Cette troisième partie du cycle ouvre à une radicalité : dissocier par un éclairage musical spécifique les « scènes parallèles ». Dissocier pour mieux discerner. De l’air, de l’air. Du souffle. La voix incarnée. Sur scène, côté jardin, le quatuor à cordes ; formation inventée il y a plus de deux siècles et demi. Côté cour : la voix soprano ; la voix humaine, éternelle, vivante, sacrée. Sur scène comme en arrière-scène, un nouveau système de projection sonore ; une volumétrie acoustique équivalente à une grande scène d’opéra, jusqu’à une centaine de mètres de profondeur. Chacun des « instruments » de cette mise en perspective peut aussi évoluer sur son île, dans son temps propre. Chacun peut déployer singulièrement le fil du temps, la durée. Il n’y a pourtant nul conflit permanent, mais bien davantage une lisibilité toujours à inventer, des pistes à tracer, à proposer à l’intelligence et l’émotion vivante de la perception.

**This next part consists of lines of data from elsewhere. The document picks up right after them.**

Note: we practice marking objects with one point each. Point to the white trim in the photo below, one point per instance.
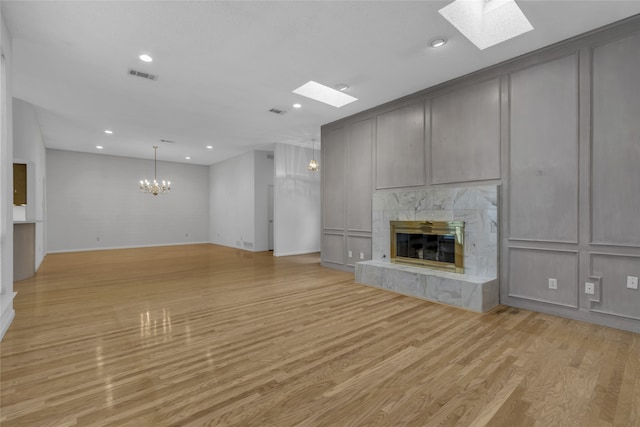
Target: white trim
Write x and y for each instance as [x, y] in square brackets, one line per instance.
[107, 248]
[317, 251]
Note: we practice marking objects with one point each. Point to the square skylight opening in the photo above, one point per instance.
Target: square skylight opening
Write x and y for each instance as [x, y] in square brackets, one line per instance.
[325, 94]
[487, 22]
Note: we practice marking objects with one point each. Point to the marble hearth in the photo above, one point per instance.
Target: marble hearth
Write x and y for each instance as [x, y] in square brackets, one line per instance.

Ici, la perspective selon le quatuor à cordes : discerner, focaliser l’écoute dans sa capacité à articuler, à saisir et préciser. Cet instrument est le symbole même de la perfectibilité du discerner, l’oreille fine. Et là, la voix et son infinitude : la soprano. Ses pouvoirs sans mesure de l’enchantement aussi. Son principe de mise en espace : sa présence est déterminée par la « mise en scène » de son apparition. Sa disparition est donc tout aussi importante. Elle est vécue comme une respiration de la forme : respiration du lyrique incarné et du lyrique imaginé, en écho ou non avec les cordes ou le monde sonore électronique. Ainsi l’enchantement ; la voix disparue continue son chemin dans l’écoute tout comme son attente fait chanter les instruments d’une voix singulière. Alors, entre ces deux dimensions de la voix – présence réelle et dynamique de son retrait –, se crée une perspective. Enfin, ici, là-bas : un monde à la fois ancien et nouveau : l’invention électronique, qui, au bout du compte, passe – ou trépasse – par le haut-parleur.
Triangulation
Dans Operspective Hölderlin discerner n’est pas détruire, dissocier n’est pas rompre. Mais articuler. La scène triangulaire pousse aux limites les principes de la scène frontale dite à l’italienne. Le vecteur-clé de cette articulation pour ouvrir la perspective est le concept de distance. Une dynamique bien davantage qu’un état, qu’une position. La distance comme moteur de la perspective entre la voix et l’instrument. Distance de substance. Entre les cordes : vocales et quatuor. Distance de la mise en scène : jardin quatuor, cour soprano. Enfin, distance profondeur : la WFS. Fenêtre ouverte sur un horizon acoustique où se projète toute l’invention d’une imagination musicale « transorchestrale », nourrie de toutes mes expériences après soixante-dix œuvres écrites.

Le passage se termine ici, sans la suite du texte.